A quarter of companies experienced a web-based threat last year, but are still underestimating the risk from this vector, according to new research from security firm Webroot.
The vendor's latest State of Internet Security report that found one in four respondents globally suffered an attack that caused a server outage, compromised sensitive information or threatened online transactions.
The internet was also identified as a greater source of threats than the email channel, harbouring more viruses, worms and spyware, and leading to more security breaches and loss of customer information.
"If you look at the levels of protection, 70 to 99 per cent of companies have already deployed security for email because they've learned, but only a small [number] have deployed the technology to scan their pages for malware," said Webroot chief executive Peter Watkins.
"Around 85 per cent of malware comes in via the web, and businesses have been slow to react to this."
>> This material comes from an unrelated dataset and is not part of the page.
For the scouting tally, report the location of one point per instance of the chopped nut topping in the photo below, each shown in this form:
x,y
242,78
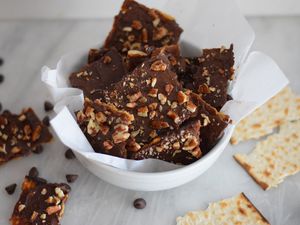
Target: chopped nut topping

The scale of web-based malware was further highlighted by figures from web security-as-a-service firm ScanSafe, which reported in its monthly Global Threat Report that more web-based malware was detected in October than in any other month this year.
The research found that 65 per cent of malware blocks last month resulted from visits to compromised websites, while 13 per cent came from encounters with backdoors and password stealers.
More alarming still, web-based malware coming from search engine results pages was higher than in previous months, at 9.3 per cent of all encounters, said ScanSafe.